HREM OBSERVATIONS OF MECHANICAL TWINNING IN Cu-Ti ALLOYS: STRUCTURE OF INCOHERENT AND COHERENT TWIN INTERFACES: T. Radetic, W.A. Soffa, V. Radmilovic , Department of Materials Science & Engineering, University of Pittsburgh, Pittsburgh, PA 15261; Department of Physical Metallurgy, University of Belgrade, 11001 Belgrade, Yugoslavia
The flow of Cu-Ti alloys hardened by coherent b' precipitates (Cu4Ti, D1a superstructure) is particularly interesting since these alloys show profuse twinning on multiple systems after small amounts of plastic flow by slip. In this paper, studies of the fine-scale structure of the mechanical twins which form in particle hardened Cu-Ti alloys are reported.
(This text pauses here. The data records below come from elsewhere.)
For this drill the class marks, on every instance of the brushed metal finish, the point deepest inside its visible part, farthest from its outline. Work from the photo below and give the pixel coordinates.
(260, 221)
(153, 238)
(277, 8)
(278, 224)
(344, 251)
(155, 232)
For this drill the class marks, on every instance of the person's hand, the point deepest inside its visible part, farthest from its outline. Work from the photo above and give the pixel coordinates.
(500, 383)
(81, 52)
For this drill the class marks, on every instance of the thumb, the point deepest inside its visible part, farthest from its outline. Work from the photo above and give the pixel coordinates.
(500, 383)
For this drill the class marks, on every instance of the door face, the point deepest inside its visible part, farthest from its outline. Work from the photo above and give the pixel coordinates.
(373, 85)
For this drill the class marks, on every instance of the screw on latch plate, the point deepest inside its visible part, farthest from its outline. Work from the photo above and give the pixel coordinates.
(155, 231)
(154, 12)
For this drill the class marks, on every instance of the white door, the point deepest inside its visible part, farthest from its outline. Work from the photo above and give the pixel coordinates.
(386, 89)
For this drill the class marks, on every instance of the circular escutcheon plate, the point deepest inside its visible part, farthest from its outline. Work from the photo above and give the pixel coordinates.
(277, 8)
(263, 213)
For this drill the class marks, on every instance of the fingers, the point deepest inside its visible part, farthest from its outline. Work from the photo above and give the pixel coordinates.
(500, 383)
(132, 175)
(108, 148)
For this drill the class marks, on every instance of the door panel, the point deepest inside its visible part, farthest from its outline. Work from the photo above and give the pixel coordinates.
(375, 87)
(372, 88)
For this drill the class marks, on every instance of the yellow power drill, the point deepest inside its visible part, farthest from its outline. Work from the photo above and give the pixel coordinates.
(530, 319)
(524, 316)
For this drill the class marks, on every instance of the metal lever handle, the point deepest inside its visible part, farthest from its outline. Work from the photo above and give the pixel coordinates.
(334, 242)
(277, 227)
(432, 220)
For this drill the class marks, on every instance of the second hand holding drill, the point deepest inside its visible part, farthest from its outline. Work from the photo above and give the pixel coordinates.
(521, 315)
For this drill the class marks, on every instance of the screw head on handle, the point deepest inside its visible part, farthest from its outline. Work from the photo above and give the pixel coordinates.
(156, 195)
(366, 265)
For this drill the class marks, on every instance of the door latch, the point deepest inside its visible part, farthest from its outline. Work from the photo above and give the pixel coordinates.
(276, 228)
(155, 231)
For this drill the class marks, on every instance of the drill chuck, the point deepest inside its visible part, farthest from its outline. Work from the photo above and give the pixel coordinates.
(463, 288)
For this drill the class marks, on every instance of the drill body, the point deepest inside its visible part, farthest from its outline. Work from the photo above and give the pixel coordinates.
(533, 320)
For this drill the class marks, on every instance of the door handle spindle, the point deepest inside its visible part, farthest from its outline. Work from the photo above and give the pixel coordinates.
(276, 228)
The growth of deformation twins occurs via the motion of G-ledges at twin/matrix interfaces and via a coalescence of fine twins. The atomic structure of the coherent twin/matrix interfaces and associated single and multiple layer ledges are characterized. Incoherent interfaces at the tip of deformation twins generated by 90° and 30° twinning dislocations have been investigated. The twin/twin and slip/twin interactions and effect of grain boundaries on deformation twinning are also studied. Work supported in part by the MRC at the University of Pittsburgh sponsored by AFOSR and by the National Science Foundation (DMR) and by a Fellowship at the NCEM, Lawrence Berkeley National Laboratory, under Contract No. DE-AC-03-76SF00098.
THE ROLE OF INTERFACES IN DEFORMATION TWINNING OF LAMELLAR TiAl CRYSTALS: L.M. Hsiung, T.G. Nieh, Lawrence Livermore National Laboratory, PO Box 808, L-370, Livermore, CA 94551-9900
Deformation twinning (DT) is known to play an important role in enhancing both room temperature ductility and high temperature creep resistance of lamellar TiAl alloys. The formation mechanism of DT in lamellar TiAl has recently been investigated using transmission electron microscopy. The (TiAl/Ti3Al) interfaces in lamellar TiAl crystals provide additional nucleation sites for deformation twins, and promote the formation processes of DT in TiAl lamellae. It is suggested that DT in lamellar TiAl can be viewed as a stress-relief process for the pile-up of interfacial dislocations gliding along the lamellar interfaces during deformation. The deformation twins within TiAl lamellae are accordingly formed by a dislocation reaction based upon a stair-rod cross-slip mechanism.